Pernyataan peneliti LIPI Anas Saidi yang menyebut radikalisme ideologi Islam berpotensi perpecahan bangsa dan mengancam ideologi Pancasila mendapat sanggahan telak dari anggota CMO Hizbut Tahrir Fika Komara.
“Upaya mengaitkan pemahaman Islam ideologis dengan potensi perpecahan bangsa dan ancaman bagi Pancasila merupakan kesimpulan yang ahistoris sekaligus gegabah!” tegasnya seperti dimuat laman facebook Far-Eastern Women’s Voices for the Khilafah, Senin (22/2).
Pernyataan Anas yang menyebut istilah “radikalisme ideologi” juga mendapatkan kritik tajam. Menurut Fika, jika yang dimaksud radikalisasi sebagai proses menjadikan sesuatu mendasar dan sampai pada hal yang prinsip, maka demikian selayaknya seorang Muslim memahami Islam. Persoalannya, upaya ini jelas tidak mendapat ruang dalam kehidupan sekuler.

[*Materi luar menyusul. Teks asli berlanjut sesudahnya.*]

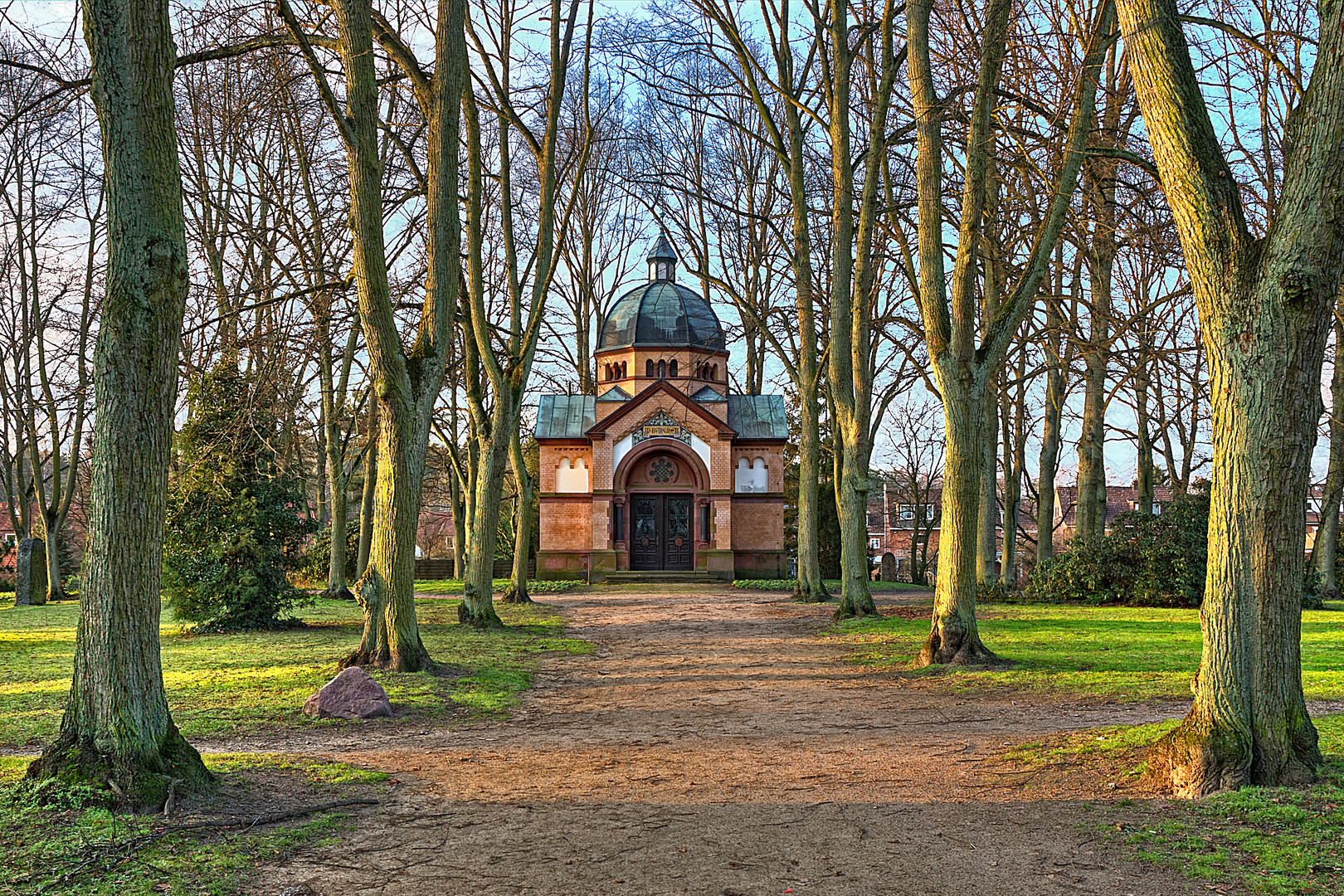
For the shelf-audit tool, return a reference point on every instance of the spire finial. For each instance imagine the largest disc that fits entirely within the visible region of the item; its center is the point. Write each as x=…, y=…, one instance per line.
x=661, y=258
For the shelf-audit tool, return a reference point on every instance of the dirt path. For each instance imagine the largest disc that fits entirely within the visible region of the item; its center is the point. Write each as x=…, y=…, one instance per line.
x=714, y=746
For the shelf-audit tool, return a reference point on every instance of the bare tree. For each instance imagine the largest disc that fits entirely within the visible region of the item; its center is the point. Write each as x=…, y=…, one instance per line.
x=1265, y=310
x=117, y=726
x=962, y=367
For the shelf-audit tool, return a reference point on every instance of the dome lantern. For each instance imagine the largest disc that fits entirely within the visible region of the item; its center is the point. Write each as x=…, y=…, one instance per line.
x=661, y=314
x=661, y=260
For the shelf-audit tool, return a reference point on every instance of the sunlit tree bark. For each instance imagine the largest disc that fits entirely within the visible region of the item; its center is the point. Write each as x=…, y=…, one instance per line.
x=1265, y=310
x=962, y=370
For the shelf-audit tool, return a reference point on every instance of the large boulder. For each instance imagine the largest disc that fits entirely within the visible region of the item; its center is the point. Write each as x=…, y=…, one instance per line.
x=351, y=694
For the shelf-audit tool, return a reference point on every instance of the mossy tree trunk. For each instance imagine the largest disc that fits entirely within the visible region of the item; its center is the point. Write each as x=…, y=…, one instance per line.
x=1099, y=191
x=1265, y=310
x=507, y=353
x=522, y=522
x=800, y=359
x=1328, y=529
x=370, y=488
x=962, y=368
x=407, y=381
x=854, y=282
x=117, y=727
x=334, y=391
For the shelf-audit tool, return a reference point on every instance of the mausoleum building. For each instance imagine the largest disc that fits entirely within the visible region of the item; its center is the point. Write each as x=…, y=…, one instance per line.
x=661, y=469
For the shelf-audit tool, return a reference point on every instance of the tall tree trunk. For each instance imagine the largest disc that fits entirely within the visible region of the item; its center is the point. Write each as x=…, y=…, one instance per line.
x=962, y=370
x=1328, y=527
x=522, y=522
x=1015, y=448
x=1099, y=190
x=338, y=507
x=407, y=381
x=808, y=585
x=1144, y=472
x=852, y=285
x=366, y=504
x=1092, y=461
x=51, y=533
x=1050, y=429
x=1265, y=309
x=956, y=637
x=117, y=727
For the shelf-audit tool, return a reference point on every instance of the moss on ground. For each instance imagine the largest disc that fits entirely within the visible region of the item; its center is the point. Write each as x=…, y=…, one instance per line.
x=1124, y=653
x=499, y=586
x=240, y=683
x=832, y=586
x=56, y=839
x=1287, y=841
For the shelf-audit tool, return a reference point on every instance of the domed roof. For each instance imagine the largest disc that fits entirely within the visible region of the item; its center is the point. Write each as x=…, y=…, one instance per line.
x=661, y=314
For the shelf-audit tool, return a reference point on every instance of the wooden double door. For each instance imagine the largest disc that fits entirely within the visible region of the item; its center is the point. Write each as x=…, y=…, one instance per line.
x=660, y=533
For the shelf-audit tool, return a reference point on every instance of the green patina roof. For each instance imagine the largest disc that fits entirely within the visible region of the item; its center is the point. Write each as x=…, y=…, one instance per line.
x=752, y=416
x=758, y=416
x=565, y=416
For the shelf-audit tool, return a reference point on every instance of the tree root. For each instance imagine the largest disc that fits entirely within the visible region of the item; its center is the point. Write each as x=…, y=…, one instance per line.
x=141, y=783
x=965, y=650
x=516, y=596
x=802, y=594
x=1200, y=757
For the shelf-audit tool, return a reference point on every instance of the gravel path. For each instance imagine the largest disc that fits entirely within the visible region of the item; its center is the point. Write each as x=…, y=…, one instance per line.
x=714, y=744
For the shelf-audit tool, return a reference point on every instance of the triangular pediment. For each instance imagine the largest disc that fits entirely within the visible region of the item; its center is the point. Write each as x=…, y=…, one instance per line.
x=660, y=387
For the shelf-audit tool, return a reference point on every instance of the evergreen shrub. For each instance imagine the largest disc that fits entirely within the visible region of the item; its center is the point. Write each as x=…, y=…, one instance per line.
x=1146, y=561
x=236, y=514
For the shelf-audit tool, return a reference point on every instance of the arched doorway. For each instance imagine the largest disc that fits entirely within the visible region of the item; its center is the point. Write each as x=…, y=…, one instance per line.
x=659, y=524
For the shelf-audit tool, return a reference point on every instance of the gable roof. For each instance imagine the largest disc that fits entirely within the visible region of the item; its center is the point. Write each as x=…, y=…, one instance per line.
x=565, y=416
x=758, y=416
x=661, y=386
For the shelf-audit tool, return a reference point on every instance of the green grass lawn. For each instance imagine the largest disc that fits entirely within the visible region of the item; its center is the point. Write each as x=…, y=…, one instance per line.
x=1124, y=653
x=1287, y=841
x=238, y=683
x=499, y=586
x=832, y=586
x=61, y=840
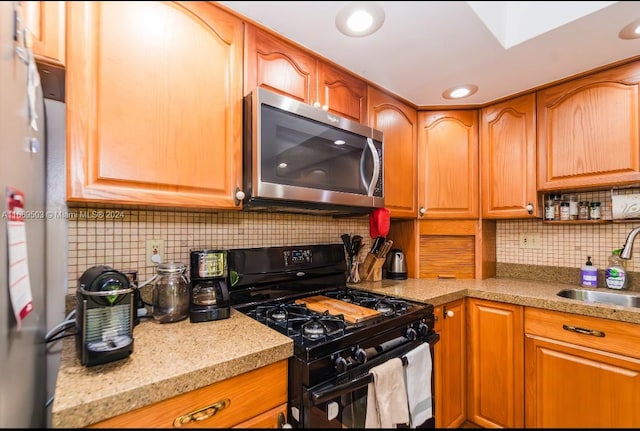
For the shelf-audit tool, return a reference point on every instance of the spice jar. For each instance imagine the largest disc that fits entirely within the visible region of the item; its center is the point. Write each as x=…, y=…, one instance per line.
x=583, y=210
x=594, y=211
x=549, y=210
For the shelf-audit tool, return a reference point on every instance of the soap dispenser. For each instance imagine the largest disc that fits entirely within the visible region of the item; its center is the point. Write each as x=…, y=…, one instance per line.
x=589, y=274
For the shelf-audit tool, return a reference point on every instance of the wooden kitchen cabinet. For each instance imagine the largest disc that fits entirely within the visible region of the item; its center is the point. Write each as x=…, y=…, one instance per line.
x=254, y=399
x=45, y=21
x=282, y=66
x=495, y=334
x=450, y=365
x=508, y=159
x=582, y=372
x=589, y=132
x=448, y=164
x=398, y=122
x=154, y=120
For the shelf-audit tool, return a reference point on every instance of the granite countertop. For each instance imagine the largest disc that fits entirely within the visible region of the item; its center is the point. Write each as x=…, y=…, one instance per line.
x=170, y=359
x=167, y=360
x=539, y=294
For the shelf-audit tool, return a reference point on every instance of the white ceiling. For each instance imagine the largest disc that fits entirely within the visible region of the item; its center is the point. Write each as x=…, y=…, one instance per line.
x=424, y=48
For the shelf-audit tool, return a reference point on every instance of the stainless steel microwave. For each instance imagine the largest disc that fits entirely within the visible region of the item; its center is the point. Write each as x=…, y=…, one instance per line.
x=299, y=158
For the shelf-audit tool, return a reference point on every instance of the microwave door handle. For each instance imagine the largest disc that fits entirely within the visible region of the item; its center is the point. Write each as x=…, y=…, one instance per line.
x=376, y=168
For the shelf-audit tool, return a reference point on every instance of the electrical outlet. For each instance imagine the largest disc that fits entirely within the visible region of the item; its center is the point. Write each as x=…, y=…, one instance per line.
x=155, y=251
x=530, y=240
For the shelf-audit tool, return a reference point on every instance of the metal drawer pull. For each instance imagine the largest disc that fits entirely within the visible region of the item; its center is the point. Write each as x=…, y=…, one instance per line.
x=201, y=414
x=583, y=331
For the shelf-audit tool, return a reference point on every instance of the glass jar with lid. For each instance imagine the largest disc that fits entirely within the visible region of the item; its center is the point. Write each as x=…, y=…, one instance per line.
x=170, y=293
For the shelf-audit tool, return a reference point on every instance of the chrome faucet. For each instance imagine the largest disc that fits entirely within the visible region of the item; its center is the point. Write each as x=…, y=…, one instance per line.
x=626, y=250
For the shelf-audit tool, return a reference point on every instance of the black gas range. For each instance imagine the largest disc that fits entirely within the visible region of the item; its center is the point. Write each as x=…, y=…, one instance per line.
x=339, y=332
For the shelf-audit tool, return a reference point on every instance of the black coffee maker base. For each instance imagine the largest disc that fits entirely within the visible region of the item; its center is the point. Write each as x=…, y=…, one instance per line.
x=207, y=314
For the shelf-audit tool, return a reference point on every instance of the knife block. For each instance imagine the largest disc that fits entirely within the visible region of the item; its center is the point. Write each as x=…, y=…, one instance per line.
x=371, y=268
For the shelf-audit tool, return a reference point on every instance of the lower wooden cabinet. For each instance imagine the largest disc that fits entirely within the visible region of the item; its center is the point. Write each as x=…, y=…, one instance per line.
x=274, y=418
x=450, y=365
x=581, y=372
x=496, y=364
x=257, y=399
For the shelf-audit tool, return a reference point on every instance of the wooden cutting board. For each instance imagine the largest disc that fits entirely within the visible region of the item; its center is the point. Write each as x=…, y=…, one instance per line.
x=352, y=313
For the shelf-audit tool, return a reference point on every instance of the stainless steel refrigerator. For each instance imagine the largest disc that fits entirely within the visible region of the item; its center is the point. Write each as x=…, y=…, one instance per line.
x=28, y=365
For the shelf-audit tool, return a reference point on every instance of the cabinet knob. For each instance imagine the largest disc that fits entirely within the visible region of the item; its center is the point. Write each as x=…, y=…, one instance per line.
x=529, y=208
x=239, y=196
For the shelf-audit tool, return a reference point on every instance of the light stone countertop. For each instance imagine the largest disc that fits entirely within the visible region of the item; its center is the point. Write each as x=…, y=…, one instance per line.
x=539, y=294
x=171, y=359
x=168, y=359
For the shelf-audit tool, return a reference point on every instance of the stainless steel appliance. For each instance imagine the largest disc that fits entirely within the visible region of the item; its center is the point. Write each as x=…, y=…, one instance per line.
x=302, y=158
x=209, y=296
x=339, y=333
x=105, y=310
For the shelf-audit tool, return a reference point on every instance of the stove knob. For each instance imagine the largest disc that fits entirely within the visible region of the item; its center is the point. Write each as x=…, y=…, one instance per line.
x=341, y=364
x=359, y=355
x=411, y=333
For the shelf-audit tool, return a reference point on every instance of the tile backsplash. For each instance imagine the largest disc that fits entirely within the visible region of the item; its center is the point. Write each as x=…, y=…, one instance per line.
x=118, y=238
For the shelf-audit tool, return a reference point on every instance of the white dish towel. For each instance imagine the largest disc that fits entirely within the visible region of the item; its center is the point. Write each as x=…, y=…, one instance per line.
x=417, y=376
x=387, y=396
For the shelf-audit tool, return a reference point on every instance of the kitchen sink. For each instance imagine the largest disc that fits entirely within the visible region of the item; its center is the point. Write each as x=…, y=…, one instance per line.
x=615, y=298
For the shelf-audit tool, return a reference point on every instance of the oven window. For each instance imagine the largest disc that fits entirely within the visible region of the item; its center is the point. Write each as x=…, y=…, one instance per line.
x=345, y=411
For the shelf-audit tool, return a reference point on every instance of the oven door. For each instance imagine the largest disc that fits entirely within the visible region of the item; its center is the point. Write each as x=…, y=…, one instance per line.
x=343, y=404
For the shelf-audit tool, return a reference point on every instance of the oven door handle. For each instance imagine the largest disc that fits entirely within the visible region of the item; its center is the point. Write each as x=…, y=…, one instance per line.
x=325, y=394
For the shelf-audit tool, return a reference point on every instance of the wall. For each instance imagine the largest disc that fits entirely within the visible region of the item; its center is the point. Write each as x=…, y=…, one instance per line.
x=120, y=241
x=117, y=237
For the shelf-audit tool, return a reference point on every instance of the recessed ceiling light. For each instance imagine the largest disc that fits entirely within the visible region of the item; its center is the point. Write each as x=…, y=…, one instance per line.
x=359, y=19
x=631, y=30
x=460, y=91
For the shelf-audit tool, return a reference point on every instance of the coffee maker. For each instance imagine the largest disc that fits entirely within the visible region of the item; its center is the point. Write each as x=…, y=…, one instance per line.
x=105, y=310
x=209, y=294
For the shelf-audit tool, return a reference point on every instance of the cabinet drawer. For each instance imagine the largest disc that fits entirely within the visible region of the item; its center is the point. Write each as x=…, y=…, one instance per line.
x=246, y=396
x=602, y=334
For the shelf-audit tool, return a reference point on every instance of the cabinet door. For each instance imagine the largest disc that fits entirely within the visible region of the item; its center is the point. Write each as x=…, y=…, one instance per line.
x=496, y=364
x=588, y=131
x=343, y=94
x=152, y=119
x=448, y=164
x=570, y=386
x=397, y=121
x=274, y=418
x=46, y=23
x=278, y=66
x=508, y=154
x=450, y=366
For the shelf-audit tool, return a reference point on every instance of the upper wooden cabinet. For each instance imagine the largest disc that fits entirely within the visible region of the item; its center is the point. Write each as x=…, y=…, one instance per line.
x=448, y=164
x=508, y=155
x=45, y=20
x=274, y=63
x=154, y=119
x=398, y=122
x=588, y=132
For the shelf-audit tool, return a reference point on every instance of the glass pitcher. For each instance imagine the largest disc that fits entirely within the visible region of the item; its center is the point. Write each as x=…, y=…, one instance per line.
x=170, y=293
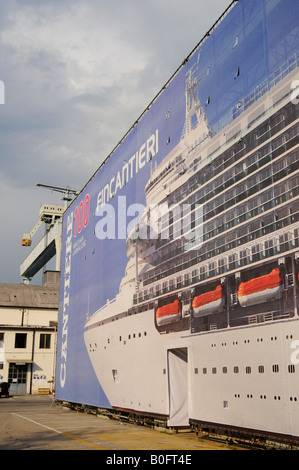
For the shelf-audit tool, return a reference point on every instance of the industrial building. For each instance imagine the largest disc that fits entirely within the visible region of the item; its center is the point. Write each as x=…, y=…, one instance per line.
x=28, y=331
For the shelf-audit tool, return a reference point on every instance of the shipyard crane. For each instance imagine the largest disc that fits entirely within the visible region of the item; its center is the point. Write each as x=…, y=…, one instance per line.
x=49, y=213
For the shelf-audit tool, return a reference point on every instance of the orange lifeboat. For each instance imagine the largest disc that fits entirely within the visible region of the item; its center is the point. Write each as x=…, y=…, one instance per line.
x=209, y=302
x=169, y=313
x=261, y=289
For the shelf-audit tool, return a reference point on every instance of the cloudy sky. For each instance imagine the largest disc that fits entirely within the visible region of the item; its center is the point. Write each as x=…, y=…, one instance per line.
x=77, y=75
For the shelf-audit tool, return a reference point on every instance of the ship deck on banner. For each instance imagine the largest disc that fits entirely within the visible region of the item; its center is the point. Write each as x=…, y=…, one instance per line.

Sebaliknya, sekularisme dan liberalisme mendapat ruang leluasa meradikalisasi dan mengkader putra-putri umat Islam menjadi para pemuja sekularisme dan duta liberalisme.
“Ibarat maling teriak maling, kapitalisme, sekularisme dan liberalisme lah yang secara nyata telah mengoyak bangsa,” kata Fika.
Menurutnya, pemahaman Islam ideologis telah hidup mengakar dalam keseharian umat di nusantara, bahkan berperan besar dalam memobilisasi perlawanan secara fisik dan intelektual terhadap penjajahan.
Ada pun data yang menjadi sandaran Anas dalam sesumbarnya adalah hasil survei yang menunjukkan bahwa 25 persen siswa dan 21 persen guru menyatakan Pancasila tidak lagi relevan. Sementara 84,8 persen siswa dan 76,2 persen guru menyatakan setuju dengan penerapan syariat Islam.
Fika mengingatkan, data yang menunjukkan 25 persen siswa dan 21 persen guru menyatakan Pancasila tidak lagi relevan penting untuk didalami kembali bahkan idealnya menjadi autokritik. Kenyataannya, krisis ideologi memang sedang terjadi, dan Indonesia menjadi bulan-bulanan penjajahan di segala bidang.
“Pemahaman ideologi yang dimiliki umat saat ini tidak mampu membendung derasnya pukulan kapitalisme,” ungkapnya.
Adapun angka 84,8 persen siswa dan 76,2 persen guru setuju dengan penerapan syariat Islam menunjukkan bahwa umat percaya pada kapasitas Islam sebagai ideologi alternatif.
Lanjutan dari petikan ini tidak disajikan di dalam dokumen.